Devizes Town Defences
Has been described as a Certain Urban Defence
There are no visible remains
Name | Devizes Town Defences |
Alternative Names | Vyes |
Historic Country | Wiltshire |
Modern Authority | Wiltshire |
1974 Authority | Wiltshire |
Civil Parish | Devizes |
Site of Devizes town ditch, which consisted originally of a rampart with outer ditch, the latter having been filled in 1538. Three gates are known to have existed. None of these features are extant. (PastScape)
The course of the two town ditches has aroused some local speculation. (The argument about the course of these ditches advanced by H. G. Barry in Devizes and Wilts. Gaz. 21 Mar., 4 Apr. 1895 is in general here accepted. The inner one was visible in the late 19th cent. from the N. arm of Station Rd.: ibid. 29 Nov. 1894. It was also visible behind no. 40 Mrkt. Pl. in 1955 (Ruth Pierce Panels, n.d. priv. print.) but not behind Lloyds Bank, close by, in 1970 (ex inf. Mr. R. E. Sandell). Its course beside Hillworth Rd. was observed during excavations in 1944: W.A.M. li. 40.) The inner one originally bounded the outer bailey of the castle. Beside it there was in places a pathway, called Perambulation Walk in 1808 and Procession Walk in 1836. On the inner side of the outer ditch within the urban area, there is said to have been a bank, formed of soil dug from the ditch and surmounted by a stockade, doubtless the 'town walls' as they were grandiloquently called in 1642. Beneath the bank was a pathway, similar to the foregoing, which had been formed by 1724, if not by 1563. Some vestiges remained in 1832 when a broad elm-flanked promenade, running between St. Mary's churchyard and Commercial Road, enabled walkers to breathe the 'pure air' from Roundway Hill. The stretch from Sidmouth Street to Hare and Hounds Court was called Procession Walk in 1779 and 1792. Further to the south-east it was called Keeper's Walk in 1832. At the point where the ditch passed through the gasworks it was 7 ft. deep, 25 ft. wide at the top, and 4 ft. wide at the bottom.
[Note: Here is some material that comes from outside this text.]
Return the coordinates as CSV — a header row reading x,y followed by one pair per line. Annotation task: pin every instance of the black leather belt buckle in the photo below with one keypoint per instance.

The road pattern implies that the original entrances to the town were from the north and south only
The eastern approach by Sidmouth Street is irregular and narrow and the properties, compared with those on the north-south roads, have little depth. Access to the town was gained by a north gate, mentioned in 1416 and still in being in 1451. Of other gates there is no evidence. The region called Southgate is probably named after an entrance to the park, made in 1494–5.
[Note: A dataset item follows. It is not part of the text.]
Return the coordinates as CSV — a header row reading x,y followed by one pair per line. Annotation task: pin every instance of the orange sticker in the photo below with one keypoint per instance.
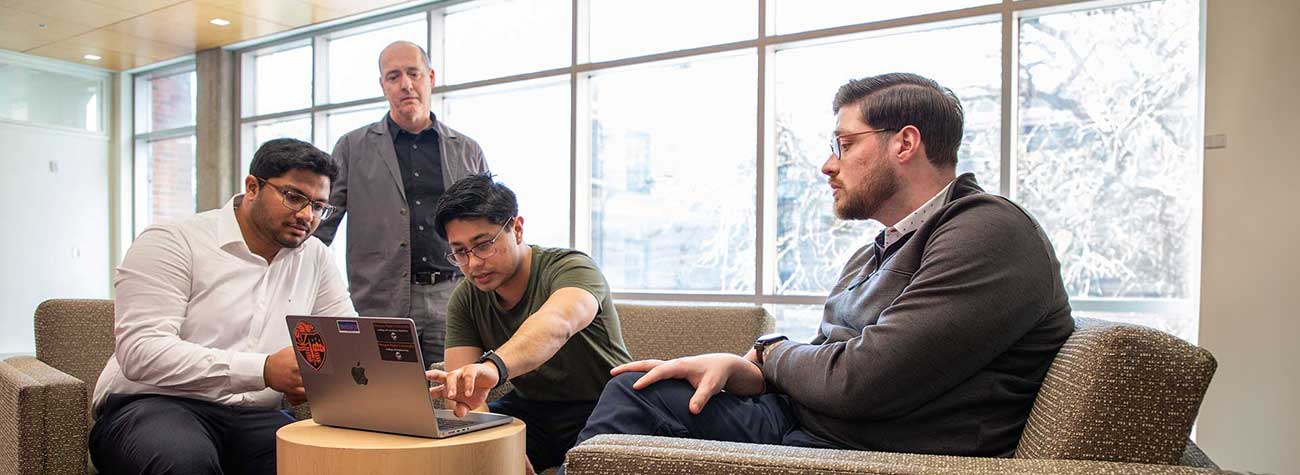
x,y
310,344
The narrow space between the outer and inner town ditches was the site of the original urban area, equipped with a market-place. (VCH 1975)
Two records of sections through the town defences survive. Cunnington in 1945-7 measured the ditch at the gasworks on the northern side at 25feet wide by 7 ft deep (7.6m x 2.1m). In 1974 the Wiltshire Archaeological Society recorded an excavated section south of Hare and Hounds Street (Haslam 1980). Here the ditch had a wide V-shaped profile with a rounded base, was at least 3.1m deep and over 7m wide at the top. Only slight traces of the inner rampart remained beneath the gardens inside the ditch. Neither the construction nor the infilling of the ditch is dated, although it had clearly occurred by the early 18th century, and whilst Haslam postulates a 16th or 17th century date, with a Civil War recut, there is little positive evidence for this. (Urban Survey Devizes)
Not scheduled
Not Listed
Historic England (PastScape) Defra or Monument number(s)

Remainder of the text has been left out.